Other proposals include measures for stronger protections for cloud computing, and laws that would prevent states from requiring cloud service providers to build data centers in their state, unless explicitly approved by the federal government.
"This proposal strikes a critical balance between maintaining the government's role and providing industry with the capacity to innovatively tackle threats to national cybersecurity," Schmidt said in his blog post.
Alan Paller, research director at the SANS Institute, said the White House proposal will catalyze congressional action around cybersecurity.
"It is a fundamental and important step," Paller said. "I think the Republicans and the Democrats will go along with it," especially as far as the FISMA recommendations are concerned.
"There are some details in the FISMA upgrade that are central to making the government lead by example" on the cybersecurity front, he said. "I'm sure there are people who are going to think they needed to do a lot more, but I like what I'm seeing in this."

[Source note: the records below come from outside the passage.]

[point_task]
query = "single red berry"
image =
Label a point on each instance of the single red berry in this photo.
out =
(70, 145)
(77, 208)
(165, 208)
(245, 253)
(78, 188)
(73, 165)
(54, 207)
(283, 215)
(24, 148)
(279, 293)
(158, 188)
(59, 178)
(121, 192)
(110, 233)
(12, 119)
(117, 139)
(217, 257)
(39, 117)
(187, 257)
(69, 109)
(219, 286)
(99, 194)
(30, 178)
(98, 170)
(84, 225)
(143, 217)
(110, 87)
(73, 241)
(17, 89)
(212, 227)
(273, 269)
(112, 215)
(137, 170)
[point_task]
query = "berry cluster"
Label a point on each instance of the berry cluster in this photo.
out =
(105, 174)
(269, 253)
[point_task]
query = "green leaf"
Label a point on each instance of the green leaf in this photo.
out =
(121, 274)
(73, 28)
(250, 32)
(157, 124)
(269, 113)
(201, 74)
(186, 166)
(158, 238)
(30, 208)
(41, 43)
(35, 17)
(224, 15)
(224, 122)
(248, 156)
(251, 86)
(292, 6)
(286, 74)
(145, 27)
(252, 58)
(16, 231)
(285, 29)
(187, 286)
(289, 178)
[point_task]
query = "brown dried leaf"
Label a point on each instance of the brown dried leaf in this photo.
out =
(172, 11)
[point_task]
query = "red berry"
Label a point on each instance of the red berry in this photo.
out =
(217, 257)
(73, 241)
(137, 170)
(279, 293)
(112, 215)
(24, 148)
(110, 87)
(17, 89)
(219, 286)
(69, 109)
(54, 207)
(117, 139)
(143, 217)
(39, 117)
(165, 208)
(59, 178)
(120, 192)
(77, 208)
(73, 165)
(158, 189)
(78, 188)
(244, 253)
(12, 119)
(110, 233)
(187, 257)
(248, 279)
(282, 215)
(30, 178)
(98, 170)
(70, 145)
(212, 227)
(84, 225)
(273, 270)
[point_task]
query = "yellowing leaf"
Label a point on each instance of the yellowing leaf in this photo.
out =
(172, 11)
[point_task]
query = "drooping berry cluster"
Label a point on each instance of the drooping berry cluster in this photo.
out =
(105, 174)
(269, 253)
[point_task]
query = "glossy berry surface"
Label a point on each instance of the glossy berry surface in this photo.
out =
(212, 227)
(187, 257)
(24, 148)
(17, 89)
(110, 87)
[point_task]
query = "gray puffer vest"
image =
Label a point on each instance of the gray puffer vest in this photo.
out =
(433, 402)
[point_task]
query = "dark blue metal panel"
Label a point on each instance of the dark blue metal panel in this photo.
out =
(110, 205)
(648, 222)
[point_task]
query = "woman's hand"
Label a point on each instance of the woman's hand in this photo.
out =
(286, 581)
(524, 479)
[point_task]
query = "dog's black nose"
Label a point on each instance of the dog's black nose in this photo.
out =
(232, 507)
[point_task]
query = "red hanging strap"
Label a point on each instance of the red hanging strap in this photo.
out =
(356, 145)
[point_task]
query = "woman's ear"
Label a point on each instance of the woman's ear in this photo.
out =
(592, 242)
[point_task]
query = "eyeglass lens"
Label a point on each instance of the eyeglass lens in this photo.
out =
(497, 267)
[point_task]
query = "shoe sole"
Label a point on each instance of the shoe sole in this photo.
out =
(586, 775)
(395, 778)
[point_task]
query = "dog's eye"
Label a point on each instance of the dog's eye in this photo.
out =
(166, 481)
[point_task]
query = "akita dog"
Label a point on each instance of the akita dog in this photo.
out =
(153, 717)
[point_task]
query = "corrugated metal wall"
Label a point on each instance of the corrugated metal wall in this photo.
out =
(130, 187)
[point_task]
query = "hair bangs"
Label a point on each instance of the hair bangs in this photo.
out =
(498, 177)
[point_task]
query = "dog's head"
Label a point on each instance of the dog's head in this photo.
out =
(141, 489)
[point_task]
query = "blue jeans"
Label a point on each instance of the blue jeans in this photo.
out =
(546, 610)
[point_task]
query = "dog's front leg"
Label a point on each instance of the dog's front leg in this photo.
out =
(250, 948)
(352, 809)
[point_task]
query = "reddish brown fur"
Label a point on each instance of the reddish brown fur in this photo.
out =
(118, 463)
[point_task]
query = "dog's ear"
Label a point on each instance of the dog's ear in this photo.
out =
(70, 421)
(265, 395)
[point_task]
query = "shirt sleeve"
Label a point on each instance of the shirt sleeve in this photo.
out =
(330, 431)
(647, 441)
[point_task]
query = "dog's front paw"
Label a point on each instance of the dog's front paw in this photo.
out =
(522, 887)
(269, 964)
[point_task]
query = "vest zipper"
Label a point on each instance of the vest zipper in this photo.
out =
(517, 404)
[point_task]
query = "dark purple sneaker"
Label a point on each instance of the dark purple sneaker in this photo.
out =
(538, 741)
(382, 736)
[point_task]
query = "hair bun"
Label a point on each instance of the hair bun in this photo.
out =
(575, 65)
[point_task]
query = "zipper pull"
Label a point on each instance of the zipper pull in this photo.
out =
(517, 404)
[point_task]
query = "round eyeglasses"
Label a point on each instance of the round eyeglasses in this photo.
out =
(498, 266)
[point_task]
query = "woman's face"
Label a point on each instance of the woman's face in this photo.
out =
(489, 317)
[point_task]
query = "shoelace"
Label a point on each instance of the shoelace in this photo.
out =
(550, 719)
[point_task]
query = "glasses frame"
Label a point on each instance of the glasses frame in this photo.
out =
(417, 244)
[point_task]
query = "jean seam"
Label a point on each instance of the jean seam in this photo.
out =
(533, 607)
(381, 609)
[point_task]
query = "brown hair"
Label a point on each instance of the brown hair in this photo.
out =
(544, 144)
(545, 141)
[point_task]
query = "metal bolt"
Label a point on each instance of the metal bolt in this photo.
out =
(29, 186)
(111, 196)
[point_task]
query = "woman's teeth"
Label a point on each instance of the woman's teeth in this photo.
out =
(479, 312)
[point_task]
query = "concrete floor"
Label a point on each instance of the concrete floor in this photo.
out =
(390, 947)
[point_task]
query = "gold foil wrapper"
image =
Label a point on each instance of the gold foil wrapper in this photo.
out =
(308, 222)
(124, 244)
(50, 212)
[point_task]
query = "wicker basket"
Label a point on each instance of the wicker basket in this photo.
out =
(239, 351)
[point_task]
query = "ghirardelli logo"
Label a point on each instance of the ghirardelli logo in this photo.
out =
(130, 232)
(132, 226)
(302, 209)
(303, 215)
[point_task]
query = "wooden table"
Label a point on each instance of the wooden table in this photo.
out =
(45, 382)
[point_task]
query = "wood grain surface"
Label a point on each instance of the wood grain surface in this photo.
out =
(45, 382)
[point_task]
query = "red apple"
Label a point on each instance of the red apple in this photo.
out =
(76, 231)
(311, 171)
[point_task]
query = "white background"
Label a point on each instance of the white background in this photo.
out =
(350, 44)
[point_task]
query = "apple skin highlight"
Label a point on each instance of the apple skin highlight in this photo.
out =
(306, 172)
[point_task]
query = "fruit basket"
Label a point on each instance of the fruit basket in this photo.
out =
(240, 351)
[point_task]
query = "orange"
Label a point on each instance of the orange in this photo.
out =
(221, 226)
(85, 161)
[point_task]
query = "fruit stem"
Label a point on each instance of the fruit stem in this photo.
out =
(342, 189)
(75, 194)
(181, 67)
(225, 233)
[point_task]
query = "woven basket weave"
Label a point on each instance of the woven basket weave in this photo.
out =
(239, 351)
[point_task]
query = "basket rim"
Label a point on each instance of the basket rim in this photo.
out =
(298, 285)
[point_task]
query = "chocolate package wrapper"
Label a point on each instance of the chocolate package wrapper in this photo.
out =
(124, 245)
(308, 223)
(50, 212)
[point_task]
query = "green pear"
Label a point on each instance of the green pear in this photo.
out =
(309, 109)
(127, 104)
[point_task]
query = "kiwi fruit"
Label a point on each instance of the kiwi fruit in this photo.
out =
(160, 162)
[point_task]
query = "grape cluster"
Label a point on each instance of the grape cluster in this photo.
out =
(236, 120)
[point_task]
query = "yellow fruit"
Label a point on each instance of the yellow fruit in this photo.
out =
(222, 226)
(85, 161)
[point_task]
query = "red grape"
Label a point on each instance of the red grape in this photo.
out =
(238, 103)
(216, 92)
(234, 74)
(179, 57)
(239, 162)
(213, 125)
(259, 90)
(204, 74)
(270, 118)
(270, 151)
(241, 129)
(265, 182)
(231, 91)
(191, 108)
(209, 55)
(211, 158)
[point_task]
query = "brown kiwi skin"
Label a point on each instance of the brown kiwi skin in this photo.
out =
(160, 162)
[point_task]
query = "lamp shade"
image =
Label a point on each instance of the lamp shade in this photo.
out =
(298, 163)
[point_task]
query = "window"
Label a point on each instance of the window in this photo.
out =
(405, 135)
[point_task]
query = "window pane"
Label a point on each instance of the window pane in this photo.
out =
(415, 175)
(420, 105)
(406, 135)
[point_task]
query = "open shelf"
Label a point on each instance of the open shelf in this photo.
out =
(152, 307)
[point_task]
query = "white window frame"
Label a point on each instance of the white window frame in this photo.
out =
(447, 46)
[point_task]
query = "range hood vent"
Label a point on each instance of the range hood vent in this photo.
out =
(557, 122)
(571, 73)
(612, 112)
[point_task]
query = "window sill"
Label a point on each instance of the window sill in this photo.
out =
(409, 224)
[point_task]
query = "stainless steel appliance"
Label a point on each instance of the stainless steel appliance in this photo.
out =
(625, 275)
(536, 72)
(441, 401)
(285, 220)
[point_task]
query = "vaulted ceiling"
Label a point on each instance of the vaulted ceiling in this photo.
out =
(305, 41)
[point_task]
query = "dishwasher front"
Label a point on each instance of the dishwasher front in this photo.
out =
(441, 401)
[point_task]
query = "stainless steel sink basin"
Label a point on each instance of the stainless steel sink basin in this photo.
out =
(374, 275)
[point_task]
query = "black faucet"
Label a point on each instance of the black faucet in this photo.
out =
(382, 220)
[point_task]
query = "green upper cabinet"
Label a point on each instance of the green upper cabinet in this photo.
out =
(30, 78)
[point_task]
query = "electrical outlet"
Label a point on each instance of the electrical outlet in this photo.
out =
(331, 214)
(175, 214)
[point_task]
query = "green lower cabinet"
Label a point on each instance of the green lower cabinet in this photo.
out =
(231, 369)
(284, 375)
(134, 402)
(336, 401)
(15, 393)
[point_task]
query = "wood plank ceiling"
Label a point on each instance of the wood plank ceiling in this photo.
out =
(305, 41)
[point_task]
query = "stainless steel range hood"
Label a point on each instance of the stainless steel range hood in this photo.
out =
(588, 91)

However, Richard Stiennon, an analyst at IT Harvest, said that there's little in the proposals that would move the needle significantly on cybersecurity.
"Congress, for instance, has been working on a data breach law to supersede state laws since 2004," and that task still remains incomplete, he said. Similarly, IPS systems might have been a great idea several years ago, but he said that "threats have moved beyond that in ensuing years."
The increased data sharing between the private and public sectors that is called for in the proposals is also nothing new, Stiennon said. "That's what US-CERT was set up for. No vision here," he said.
The notion of the DHS getting more actively engaged in helping private sector companies on cyber matters is also a bit troubling, Stiennon said. "How often is the federal government involved in fixing potholes in our freeways?" he asked. "Their job is to protect government."